Elon Explorers hosts first Science Slices event

Jen Hamel and Mark Enfield's grant from the Burroughs Wellcome Fund provides support for monthly science cafe's for Alamance Burlington School System middle school students and their families.

Elon Explorers is a middle school science outreach program created by Associate Professor of Education Mark Enfield and Associate Professor of Biology Jen Hamel.

Having recently been awarded a Burroughs Wellcome Fund grant through the Student Science Enrichment Program, Enfield and Hamel hosted the first Science Slices event on Thursday, March 3. Science Slices is a monthly science café for Alamance Burlington School System middle school students and their families.

Hamel welcomed students and their families to the program that began with a light meal served outdoors at the Elon Experiential Campus. Thirty-six people from across the county got to know one another and shared their passion and interest for science.

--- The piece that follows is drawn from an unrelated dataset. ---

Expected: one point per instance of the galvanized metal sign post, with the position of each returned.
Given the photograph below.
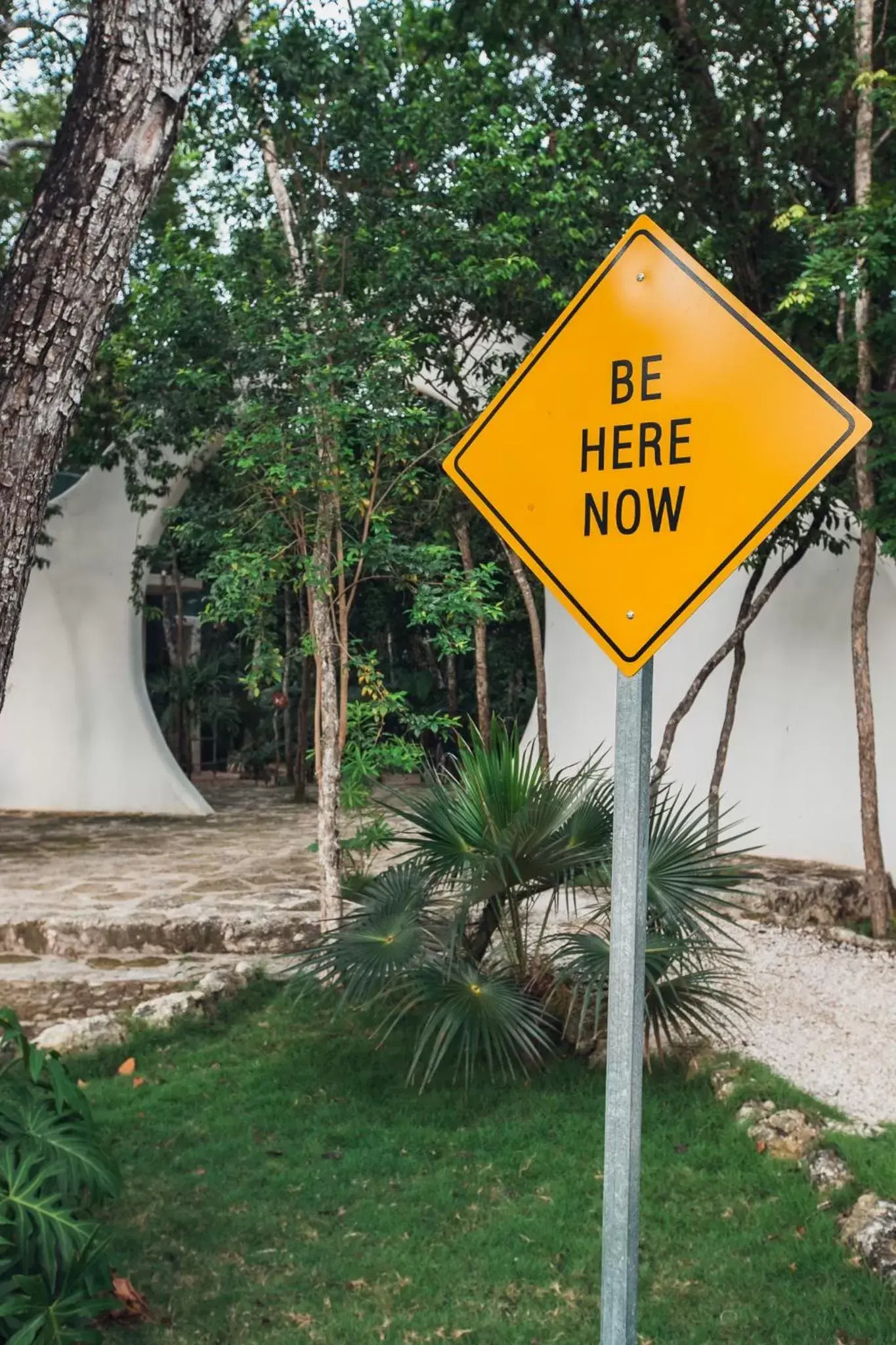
(625, 1024)
(653, 437)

After dinner, Hamel shared with the group about her research studying insect communication. She and her students study how interactions between species shape insect signals and behavior. Students and their families held and observed Madagascar Hissing Cockroaches and Bess Beetles – a local native species – as the big insects hissed and squeaked.

Finally, participants engaged in an interactive modeling activity, in which they used sound makers and tried to find other individuals of the same “species” – matching their sound to the sound of another person in the room.

At the end of the evening, several families and students asked about the next Science Slices event, which will be on April 7, 2022

Hamel and Enfield were supported by Melaine Rikard, an ABSS middle school teacher, Faith Minor ’22 and Ainsley Shan ’22, both of whom are Elon undergraduate students.